Seems easy, but I'm a little bit stuck here. 

I thought that with the code below, it would do 100 iterations and at each iteration it would save the name of the dataset of the current iteration into a macrovariable and executes the macro that follows.(readOneFile).  But what it does, it takes only the last value (row 100) and only executes 1 time the macro.  So it's only 1 iteration if I understand well.  Does anybody knows in what way I have to modify my code so that i actually does 100 times the same, but each time with another dataset/table?

 

 

This is the code I have so far:

 

%macro readAllFiles(table_master=);

 

... some code, which works well ...

 

    data _null_;

      set test.TABLES;  /* TABLES contains 100 observations and only 1 field 'name_dataset' */

      call symput ('name_dataset', name_dataset);

      %readOneFile(lib=source,table_in=&name_dataset, table_out=temp_table)

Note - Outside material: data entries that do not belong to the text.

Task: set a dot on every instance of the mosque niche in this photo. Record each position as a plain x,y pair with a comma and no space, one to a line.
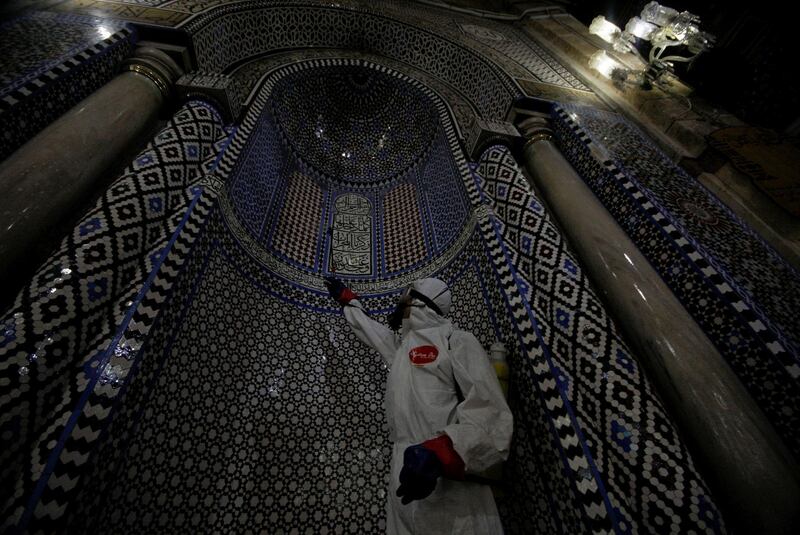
351,236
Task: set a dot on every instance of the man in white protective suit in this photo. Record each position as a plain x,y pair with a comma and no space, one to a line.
447,415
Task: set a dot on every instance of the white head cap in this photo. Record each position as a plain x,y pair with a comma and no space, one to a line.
435,290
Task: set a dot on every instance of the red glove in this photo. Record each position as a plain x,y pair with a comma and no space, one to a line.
339,291
452,464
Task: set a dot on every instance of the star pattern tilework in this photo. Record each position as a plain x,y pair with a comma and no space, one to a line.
61,322
737,288
297,229
49,63
432,196
249,406
403,238
648,474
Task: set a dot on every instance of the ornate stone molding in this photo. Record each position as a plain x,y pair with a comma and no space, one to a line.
156,66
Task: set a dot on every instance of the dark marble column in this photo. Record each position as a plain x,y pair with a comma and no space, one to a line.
46,180
751,473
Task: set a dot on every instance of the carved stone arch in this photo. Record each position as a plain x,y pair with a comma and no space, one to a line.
270,28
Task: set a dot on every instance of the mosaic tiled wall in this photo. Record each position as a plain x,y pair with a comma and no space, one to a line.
249,74
249,406
392,152
55,337
650,482
740,291
48,63
217,45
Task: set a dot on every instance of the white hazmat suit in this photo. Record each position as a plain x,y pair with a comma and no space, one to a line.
440,381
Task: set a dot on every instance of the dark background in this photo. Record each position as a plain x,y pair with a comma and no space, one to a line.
751,71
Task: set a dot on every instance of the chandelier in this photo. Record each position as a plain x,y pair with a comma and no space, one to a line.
664,29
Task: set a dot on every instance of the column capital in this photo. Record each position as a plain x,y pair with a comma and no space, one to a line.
156,66
535,128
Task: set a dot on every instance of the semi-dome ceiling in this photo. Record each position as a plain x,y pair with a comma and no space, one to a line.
354,125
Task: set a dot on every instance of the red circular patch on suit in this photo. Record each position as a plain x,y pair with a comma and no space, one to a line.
422,355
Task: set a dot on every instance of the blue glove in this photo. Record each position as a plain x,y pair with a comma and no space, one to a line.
421,469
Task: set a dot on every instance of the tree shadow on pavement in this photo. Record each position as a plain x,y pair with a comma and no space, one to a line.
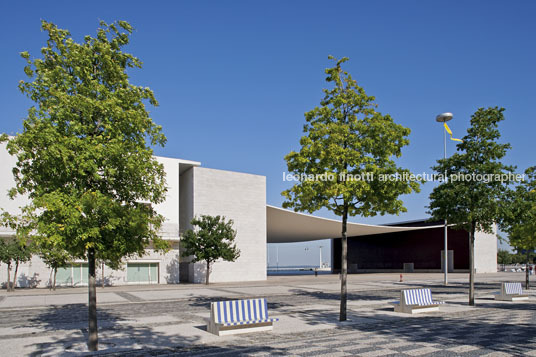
66,329
499,327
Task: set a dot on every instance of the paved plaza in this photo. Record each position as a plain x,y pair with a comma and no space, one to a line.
170,319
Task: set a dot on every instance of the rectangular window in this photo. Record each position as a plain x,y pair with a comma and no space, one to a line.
142,273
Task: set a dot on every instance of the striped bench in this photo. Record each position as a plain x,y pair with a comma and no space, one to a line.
511,292
416,300
239,316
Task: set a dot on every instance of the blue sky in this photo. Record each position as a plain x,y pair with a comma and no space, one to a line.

      PROC APPEND BASE=&table_master(compress=yes) DATA=temp_table force;

      RUN;

      %delete_table(table=temp_table);

    run;

%mend;

 

%macro ReadOneFile (lib=,table_in=,table_out=);

... some code, which works well ...

%mend;

 

 

 


Accepted Solutions
Solution
‎10-16-2015 03:51 AM
Trusted Advisor
Posts: 1,932

Re: call symput within data _null_: multiple iterations

[ Edited ]

Here's a shorter method, where data _null_ reads all observations in test.tables

 

%macro readAllFiles(table_master=);
    data _null_;
        set test.tables end=eof;
        call symputx('name_dataset'||left(_n_),name_dataset);
        if eof then call symputx('nobs',_n_);
    run;
    %do ii=1 %to &nobs;
        %readOneFile(lib=source,table_in=&&name_dataset&ii,table_out=temp_table)
        proc append ...
        run; 
        %delete_table(table=temp_table)
    %end;
%mend;

 

View solution in original post


All Replies
Trusted Advisor
Posts: 1,932

Re: call symput within data _null_: multiple iterations

[ Edited ]


%macro ReadOneFile (lib=,table_in=,table_out=);

... some code, which works well ...

%mend;


Since you have specifically avoided telling us what is in this macro, we have to speculate, which is never a good thing. But regardless, my speculation is that you cannot include this macro inside a data _null_; data step, because only data step code can appear inside a data step.

 

 The general outline of what you need to do is

 

%macro readAllFiles(table_master=);
%do ii=1 %to 100;
    data _null_;
        set test.tables(obs=&ii firstobs=&ii);
        call symputx('name_dataset',name_dataset);
    run;
    %readOneFile(lib=source,table_in=&name_dataset,table_out=temp_table)
    proc append ...
    run; 
    %delete_table(table=temp_table)
%end;
%mend;

 

Contributor fre
Contributor
Posts: 35

Re: call symput within data _null_: multiple iterations

[ Edited ]
Posted in reply to PaigeMiller

Hi PaigeMiller,

 

thank you very much,  this is what I was looking for.

Sorry for not including all the code, I thought I wrote down all the relevant code for explaining my problem.

 (in the second macro, there were some procs involved, such as import, sort, sql)

 

So what I learned is that in a datastep, you can not make a reference to a macro.

 

I thought I could avoid using a DO-loop because the data _null_ step would iterate all records just till the last record.  But that's also not the case.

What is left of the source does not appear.